Why is Stretching So Good for You?
Stretching doesn’t just feel good – it’s great for your health, too.
That’s because stretching helps blood flow to your muscles which keeps them healthy and lubricated. Stretching protects us from injury during sports or exercise, but there are plenty of other benefits when we lengthen our muscles.
Range of motion
Performance during exercise
Strength of muscles and ligaments
Risk of injury
Stiffness and soreness
Stretching Do’s and Don’ts
While stretching before and during movement brings lots of benefits, it’s also possible to stretch improperly. Here are some important tips to remember when it comes time to stretch.
● DO: Warm up before you stretch. A pre-stretch increases body temperature and blood flow to your muscles, making them move more comfortably.
● DO: Stay within a natural range of motion. Overstretching could result in a torn or strained muscle, especially if you’re not warmed up already. Stretching should feel a little uncomfortable but never painful.
● DO: Stretch regularly. To maintain flexibility, stretch major muscle groups (back, neck, shoulders, chest, hips and legs) at least two to three times a week.
● DO: Hold your stretch. Try to hold stretches for about 30 seconds. Stop when you feel a tight pull and then let go.
● DON’T: Bounce your stretch. When you bounce in a stretch, the motion can trigger the muscle to tighten to protect itself, which defeats the purpose of the stretch. You can also stretch too deeply when you bounce, leading to pulled or strained muscles.
● DON’T: Stretch injured muscles. Ignoring an injury may cause lingering pain and slow down the healing of injured tissue.
Stretching all your muscles is important, but you should focus on the pectoral and hip flexor muscles, which become tight when we sit for too long, leading to pain and dysfunction.
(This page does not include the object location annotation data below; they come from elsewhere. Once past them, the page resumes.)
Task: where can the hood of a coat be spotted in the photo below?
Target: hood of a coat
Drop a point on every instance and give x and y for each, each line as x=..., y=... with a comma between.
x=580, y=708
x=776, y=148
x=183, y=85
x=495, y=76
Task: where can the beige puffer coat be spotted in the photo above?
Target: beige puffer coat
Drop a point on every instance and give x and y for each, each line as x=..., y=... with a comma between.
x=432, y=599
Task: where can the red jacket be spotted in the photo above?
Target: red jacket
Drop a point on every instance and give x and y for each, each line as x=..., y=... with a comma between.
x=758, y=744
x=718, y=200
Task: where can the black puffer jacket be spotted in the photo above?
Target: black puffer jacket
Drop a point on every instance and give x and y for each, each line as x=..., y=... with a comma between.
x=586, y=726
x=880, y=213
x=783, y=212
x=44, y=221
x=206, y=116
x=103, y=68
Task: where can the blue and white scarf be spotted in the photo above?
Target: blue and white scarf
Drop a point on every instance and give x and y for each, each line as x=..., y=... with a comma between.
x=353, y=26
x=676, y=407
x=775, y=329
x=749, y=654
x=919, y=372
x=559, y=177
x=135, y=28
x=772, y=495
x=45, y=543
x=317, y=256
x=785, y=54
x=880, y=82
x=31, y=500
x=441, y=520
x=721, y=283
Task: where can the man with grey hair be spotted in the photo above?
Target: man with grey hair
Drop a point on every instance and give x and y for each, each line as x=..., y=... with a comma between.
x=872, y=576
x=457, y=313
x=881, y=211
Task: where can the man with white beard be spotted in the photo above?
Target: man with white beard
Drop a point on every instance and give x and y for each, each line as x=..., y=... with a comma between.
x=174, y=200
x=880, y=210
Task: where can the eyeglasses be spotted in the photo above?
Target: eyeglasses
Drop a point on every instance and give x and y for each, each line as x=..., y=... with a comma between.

These major muscle groups provide stability and proper functioning for many of the movements in the upper and lower body.
The pectoral muscles are found on each side of your sternum (breastbone) and connect the front walls of your chest with the bones of your upper shoulder and arm.
The hip flexor muscles, including the quadriceps and iliopsoas, are found on the top part of your thigh and pelvic area.
The flexibility of these two muscle groups is important because they are used in everyday tasks as well as strenuous exercise and athletics.
4 Stretches You Should Try
Sit with one leg extended and your back straight. Bend your other leg so that the sole of your foot rests against your mid-thigh of the extended leg. Reach toward the ankle of the extended leg while keeping your knee, neck and back straight. Feel the stretch in the back of your thigh. Repeat on the other side.
Runner’s Lunge Stretch
Put one knee down on the ground and then the other. Place one foot out in front of you and push your pelvis and hips forward to stretch your hip flexors. Repeat on the other side.
Stand in a door frame and put your hands on either side of the frame. Push your chest forward to stretch the pectoral muscles.
Bend your elbow and put your forearm behind your head. Hold your forearm behind your head with your opposite hand and pull the triceps to stretch the arm, core and side body. Repeat on the other side.
If you have an injury or a chronic condition, talk to your doctor before trying new stretches or workouts. A physical therapist can help you to choose the most appropriate workout or stretching program that won't cause further harm or injury.